The music of the Beasties made an absolutely indelible impression on me a few months later in about May of 1987.  A friend of mine, Bill, had somehow hooked up with a gaggle of high school senior girls who lived in the toney suburbs of Detroit (West Bloomfield, if I remember correctly).  It was a bright, warm spring Friday afternoon and Bill was looking for someone to tag along with him with these girls down to West Bloomfield to party at one of their houses.  Looking for some adventure, and with nothing else to do, I decided to join them and Bill and I soon became bemused passengers among two or three of the most free-spirited girls I'd ever met.  The girl driving took the speed limit as a mere suggestion, and blasted Licensed to Ill the entire way to the Detroit 'burbs.  It was "No Sleep 'til Brooklyn" and "Brass Monkey" at high decibels, with the girls gleefully singing at the top of their lungs, all the way down I-96.  This hedonistic, celebratory, and just flat-out fun music was the perfect soundtrack for this road trip. It's one of those mental snapshots that is permanently filed away in my brain.  To this day, I can't hear Licensed to Ill without thinking of that crazy Friday afternoon on the road.  (For what it's worth, the weekend did not turn out to be too terribly decadent--perhaps I'll elaborate further in a future post).

In 1989, the Beastie Boys released the seminal Paul's Boutique, but I was oblivious, as I was when Check your Head came out in 1992.  I incorrectly dismissed the Beastie Boys as one-hit wonders and had no idea that they were creating their best work--and had matured in the process.  I don't think it was until Ill Communication and the amazing "Sabotage" song and video that I decided to look back at what I'd missed.  I quickly picked up every Beasties album and took it all in pretty quickly.  I found it remarkable how much the guys had changed from the snotty buffoons of 1986, none more than Adam Yauch, who discovered Buddhism, apologized publicly for his youthful misogyny, and did so much to publicize the plight of Tibet.

On the surface, Levon Helm and Adam Yauch had little in common.  They were from different generations, completely different backgrounds, and played much different styles of music.  But there are a least a few things they have in common: first of all, they were deeply influenced in their youth by African-American music (Levon--the blues of the rural South; Yauch--the hip-hop scene in New York).
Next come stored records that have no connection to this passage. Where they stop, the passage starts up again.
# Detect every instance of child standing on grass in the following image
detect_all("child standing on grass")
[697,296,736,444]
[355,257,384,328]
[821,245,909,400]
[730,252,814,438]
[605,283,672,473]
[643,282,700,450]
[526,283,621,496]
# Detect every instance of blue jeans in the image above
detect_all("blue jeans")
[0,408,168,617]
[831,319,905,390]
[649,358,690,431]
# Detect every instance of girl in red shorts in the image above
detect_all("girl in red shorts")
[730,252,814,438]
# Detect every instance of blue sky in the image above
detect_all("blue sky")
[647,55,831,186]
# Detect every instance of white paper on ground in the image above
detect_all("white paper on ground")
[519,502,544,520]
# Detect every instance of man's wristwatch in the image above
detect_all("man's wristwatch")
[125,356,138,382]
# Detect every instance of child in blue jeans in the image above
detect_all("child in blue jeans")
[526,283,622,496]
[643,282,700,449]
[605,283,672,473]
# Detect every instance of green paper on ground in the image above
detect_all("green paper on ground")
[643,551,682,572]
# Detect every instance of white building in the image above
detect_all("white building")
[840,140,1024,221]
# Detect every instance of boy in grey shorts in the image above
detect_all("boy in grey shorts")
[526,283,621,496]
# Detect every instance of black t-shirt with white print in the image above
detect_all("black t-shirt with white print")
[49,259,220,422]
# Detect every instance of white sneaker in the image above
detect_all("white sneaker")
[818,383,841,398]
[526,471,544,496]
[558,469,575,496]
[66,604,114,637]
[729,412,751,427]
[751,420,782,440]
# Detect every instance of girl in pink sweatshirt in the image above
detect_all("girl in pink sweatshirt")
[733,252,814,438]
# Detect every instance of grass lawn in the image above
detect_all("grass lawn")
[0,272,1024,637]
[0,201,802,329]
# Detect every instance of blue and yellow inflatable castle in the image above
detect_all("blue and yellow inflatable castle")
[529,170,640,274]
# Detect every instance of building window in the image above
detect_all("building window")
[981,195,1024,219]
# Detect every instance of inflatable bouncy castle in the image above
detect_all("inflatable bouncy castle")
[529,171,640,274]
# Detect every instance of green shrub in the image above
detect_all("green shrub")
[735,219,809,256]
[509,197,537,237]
Secondly, they were arguably the heart and soul of their respective bands.  When Levon sang, you came away with the impression that he lived these lyrics--he'd seen it all.  This also comes across in his appearance in The Last Waltz documentary.  I've always felt that Levon was the real star of that film.  Robbie Robertson tried hard to come across as the world weary traveler, but he wasn't entirely successful--he seemed to be acting to a certain extent.  With his colorful description of F.S. Walcott's Rabbit Foot Minstrels, the traveling musicians of his youth in Arkansas, to the effortless and completely smooth way he lit Robbie's cigarette in one of the interview segments, Levon had an air of authority unmatched by anyone else in the Band.  Levon's simultaneously soulful and country vocals, sung in a Southern drawl, stood out from the singing of fellow Band-mates Rick Danko and Richard Manuel.  The same can be said for Yauch, whose gravelly voice stood out among the high-pitched, nasally wails of his comrades Adam (Ad-Rock) Horovitz and Mike (Mike D) Diamond.  As one writer somewhere has already stated (I read this somewhere and I'm paraphrasing), Yauch's deep growl made him seem older and more mature than the other two Beasties.

In conclusion, I found one actual concrete connection between the Band and the Beastie Boys. On "High Plains Drifter" from Paul's Boutique, the Beasties actually make reference to the Band's "Up on Cripple Creek" with the lyric, "I bet on one horse to show and another to win/and sure enough that nag came in".  (The actual Band lyric is "She bet on one horse to win and I bet on another to show/The odds were in my favor, I had 'em five to one/And when that nag to win came around the track/Sure enough she had won".

So, so long Levon and Adam. You will be sorely missed but your musical legacy will live on.